De gevolgen die de Turkije deal heeft op de migratie van vluchtelingen naar Europa zijn nog beter zichtbaar in grafiek 5.
 
  Grafiek 7
In deze grafiek is ook zichtbaar dat de Turkije deal nog niet direct effectief was toen die in op 19 mei getekend werd. Pas vanaf november 2016 zijn de gevolgen van de deal zichtbaar in de afname van vluchtelingen naar Nederland. Hierbij speelt de komst van de winter ook mee die het minder aantrekkelijk maakt om via de mediterrane routes te reizen. Verwacht wordt dat de komst van vluchtelingen tijdens de zomermaanden weer toe zal nemen. (bron 7).
2.3 Nederland als land in Europa

Nederland is het niet het enige land waarin mensen merken dat er meer vluchtelingen onderweg zijn dan een aantal jaar geleden.
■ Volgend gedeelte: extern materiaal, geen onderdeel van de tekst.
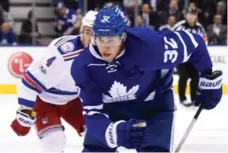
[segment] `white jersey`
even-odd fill
[[[44,55],[28,67],[18,86],[20,105],[33,107],[37,96],[43,101],[63,105],[79,96],[71,77],[74,57],[84,50],[80,36],[63,36],[53,40]]]

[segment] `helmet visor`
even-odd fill
[[[122,37],[117,36],[95,36],[94,42],[97,46],[120,46],[122,44]]]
In veel landen zitten ze met dezelfde problemen op het gebied van opvang en met bezorgde burgers. Ondertussen pleiten veel politieke partijen in Nederland en de Europese Unie voor een eerlijke verdeling van vluchtelingen over de Europese lidstaten. Maar wat is daarvan terecht gekomen? En welke positie heeft Nederland in het opvangen van vluchtelingen?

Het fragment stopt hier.